NBA

Nets shut down Lopez for season

The 2011-12 season has been full of one devastating injury after another for the Nets.

None, however, have harmed the team as much as the first one, when Brook Lopez suffered a stress fracture in the fifth metatarsal in his right foot against the Knicks in the Nets’ second and final preseason game.

That injury, and the subsequent sprained ankle that Lopez suffered in Charlotte on March 4, have limited Lopez to five games this season, a number that won’t increase after Nets general manager Billy King announced prior to Friday night’s game at Prudential Center against the Wizards that Lopez will be shut down for the remainder of the season.

“Brook will not play for the rest of this year,” King said. “He is healing nicely but with 10 games to go and him being a free agent and looking for the future, we’ll sit him down for the rest of this year.

“By the end of the season he should be pretty healed. At the end of the season, we’ll do a CT scan.”

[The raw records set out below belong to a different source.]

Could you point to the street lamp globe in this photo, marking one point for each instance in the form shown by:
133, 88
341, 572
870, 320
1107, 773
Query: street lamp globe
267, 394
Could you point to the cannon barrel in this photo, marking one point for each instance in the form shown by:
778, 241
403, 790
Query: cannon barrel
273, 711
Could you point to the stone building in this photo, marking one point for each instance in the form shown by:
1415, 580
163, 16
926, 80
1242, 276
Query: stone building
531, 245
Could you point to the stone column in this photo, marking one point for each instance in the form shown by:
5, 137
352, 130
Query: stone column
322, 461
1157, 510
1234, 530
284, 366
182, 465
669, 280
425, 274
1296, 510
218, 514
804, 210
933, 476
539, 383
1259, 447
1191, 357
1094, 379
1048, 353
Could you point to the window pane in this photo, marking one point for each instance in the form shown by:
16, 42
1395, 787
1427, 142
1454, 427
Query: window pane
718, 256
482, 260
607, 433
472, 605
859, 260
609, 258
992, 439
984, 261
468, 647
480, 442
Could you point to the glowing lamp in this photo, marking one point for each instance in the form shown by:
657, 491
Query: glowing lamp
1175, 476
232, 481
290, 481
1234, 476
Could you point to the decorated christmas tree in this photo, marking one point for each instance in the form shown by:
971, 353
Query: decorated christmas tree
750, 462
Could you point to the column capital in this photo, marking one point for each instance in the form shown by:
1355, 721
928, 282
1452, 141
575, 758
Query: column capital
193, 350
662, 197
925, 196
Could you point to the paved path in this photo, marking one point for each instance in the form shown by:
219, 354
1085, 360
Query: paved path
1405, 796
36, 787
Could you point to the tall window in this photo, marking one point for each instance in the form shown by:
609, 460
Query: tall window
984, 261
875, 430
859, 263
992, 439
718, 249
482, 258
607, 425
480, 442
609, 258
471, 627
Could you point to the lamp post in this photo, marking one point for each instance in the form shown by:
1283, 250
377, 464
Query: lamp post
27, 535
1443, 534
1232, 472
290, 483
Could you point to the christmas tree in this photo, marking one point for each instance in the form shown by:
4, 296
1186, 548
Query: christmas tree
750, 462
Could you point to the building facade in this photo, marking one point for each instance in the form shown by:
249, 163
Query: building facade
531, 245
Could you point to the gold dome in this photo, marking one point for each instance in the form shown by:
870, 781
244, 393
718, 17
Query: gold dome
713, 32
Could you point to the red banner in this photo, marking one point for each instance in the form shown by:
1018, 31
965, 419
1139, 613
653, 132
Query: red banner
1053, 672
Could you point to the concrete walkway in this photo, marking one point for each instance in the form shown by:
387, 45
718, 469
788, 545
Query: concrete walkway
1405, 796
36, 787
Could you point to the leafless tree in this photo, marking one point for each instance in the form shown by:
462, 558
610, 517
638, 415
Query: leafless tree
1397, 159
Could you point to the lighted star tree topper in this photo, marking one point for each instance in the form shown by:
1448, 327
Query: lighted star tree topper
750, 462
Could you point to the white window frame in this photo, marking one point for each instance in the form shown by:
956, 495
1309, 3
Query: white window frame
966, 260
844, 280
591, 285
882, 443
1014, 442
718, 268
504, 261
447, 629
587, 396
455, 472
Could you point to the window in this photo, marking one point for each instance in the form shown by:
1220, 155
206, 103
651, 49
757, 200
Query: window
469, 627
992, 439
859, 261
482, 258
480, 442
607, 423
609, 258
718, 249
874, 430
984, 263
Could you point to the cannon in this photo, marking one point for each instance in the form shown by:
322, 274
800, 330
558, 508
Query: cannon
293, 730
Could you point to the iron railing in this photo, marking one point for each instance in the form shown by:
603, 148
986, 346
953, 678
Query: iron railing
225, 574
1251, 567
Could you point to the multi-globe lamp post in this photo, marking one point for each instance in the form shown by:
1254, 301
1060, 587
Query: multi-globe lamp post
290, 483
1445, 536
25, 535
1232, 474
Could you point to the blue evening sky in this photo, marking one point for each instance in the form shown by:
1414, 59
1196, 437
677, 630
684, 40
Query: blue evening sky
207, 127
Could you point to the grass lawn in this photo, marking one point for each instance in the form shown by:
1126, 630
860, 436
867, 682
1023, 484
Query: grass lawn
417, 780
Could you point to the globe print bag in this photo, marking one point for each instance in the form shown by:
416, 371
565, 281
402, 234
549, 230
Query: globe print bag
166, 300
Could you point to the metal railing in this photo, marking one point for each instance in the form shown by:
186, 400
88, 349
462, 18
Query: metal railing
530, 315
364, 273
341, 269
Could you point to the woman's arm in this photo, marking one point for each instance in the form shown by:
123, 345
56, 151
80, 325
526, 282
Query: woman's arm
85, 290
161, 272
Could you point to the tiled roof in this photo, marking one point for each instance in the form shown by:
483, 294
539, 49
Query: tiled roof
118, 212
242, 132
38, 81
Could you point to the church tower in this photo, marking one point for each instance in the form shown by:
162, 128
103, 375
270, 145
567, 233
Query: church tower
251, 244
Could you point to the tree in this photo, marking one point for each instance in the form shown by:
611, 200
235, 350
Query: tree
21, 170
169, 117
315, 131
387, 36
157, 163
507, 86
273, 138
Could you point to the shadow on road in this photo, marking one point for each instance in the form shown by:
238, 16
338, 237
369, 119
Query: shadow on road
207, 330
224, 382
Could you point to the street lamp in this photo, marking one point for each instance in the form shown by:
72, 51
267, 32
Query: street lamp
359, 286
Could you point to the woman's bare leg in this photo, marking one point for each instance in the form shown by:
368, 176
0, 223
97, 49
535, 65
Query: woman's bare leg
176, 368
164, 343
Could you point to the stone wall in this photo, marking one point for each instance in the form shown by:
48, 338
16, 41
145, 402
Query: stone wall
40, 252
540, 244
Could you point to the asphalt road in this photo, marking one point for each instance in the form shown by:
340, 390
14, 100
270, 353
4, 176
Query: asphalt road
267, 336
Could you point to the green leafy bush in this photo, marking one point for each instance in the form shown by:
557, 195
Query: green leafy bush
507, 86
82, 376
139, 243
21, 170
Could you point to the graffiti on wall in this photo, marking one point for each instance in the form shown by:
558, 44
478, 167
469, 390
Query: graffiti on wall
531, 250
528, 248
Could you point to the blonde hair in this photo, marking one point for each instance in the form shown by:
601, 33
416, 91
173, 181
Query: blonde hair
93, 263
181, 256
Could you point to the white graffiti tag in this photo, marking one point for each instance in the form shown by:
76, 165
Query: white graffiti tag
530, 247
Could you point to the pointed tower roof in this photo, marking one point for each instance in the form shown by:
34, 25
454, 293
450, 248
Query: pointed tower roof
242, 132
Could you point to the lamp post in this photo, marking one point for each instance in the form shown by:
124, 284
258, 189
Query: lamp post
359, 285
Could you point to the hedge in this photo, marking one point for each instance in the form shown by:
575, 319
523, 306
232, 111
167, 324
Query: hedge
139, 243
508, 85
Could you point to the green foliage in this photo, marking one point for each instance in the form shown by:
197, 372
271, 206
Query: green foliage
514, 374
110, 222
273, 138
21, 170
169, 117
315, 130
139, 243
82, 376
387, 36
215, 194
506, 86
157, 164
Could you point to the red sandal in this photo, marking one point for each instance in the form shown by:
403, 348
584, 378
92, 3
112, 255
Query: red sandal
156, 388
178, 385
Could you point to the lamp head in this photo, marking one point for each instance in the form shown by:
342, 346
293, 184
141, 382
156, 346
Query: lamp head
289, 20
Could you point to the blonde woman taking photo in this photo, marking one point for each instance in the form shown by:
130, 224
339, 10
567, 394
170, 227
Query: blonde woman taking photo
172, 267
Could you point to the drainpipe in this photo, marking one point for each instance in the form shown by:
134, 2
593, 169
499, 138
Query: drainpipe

King said that he spoke to Lopez’s agent, Arn Tellem, while in Los Angeles, and the two decided that the best thing to do would be to shut down the 7-footer, who is set to be a restricted free agent this summer, for the rest of the season.

“It was a collective effort,” King said. “But everybody thought it was best for the young center not to risk anything for the rest of the year.”

Lopez is now the sixth Net to be ruled out for the season, joining Damion James, Jordan Farmar, since-released Keith Bogans and since-traded Shawne Williams and Mehmet Okur.

The Nets entered the season hoping to pair Lopez with Deron Williams to form one of the league’s best inside-out combinations. But, instead, the two have only managed to play 17 games together since Williams was acquired in a blockbuster trade with the Jazz last season.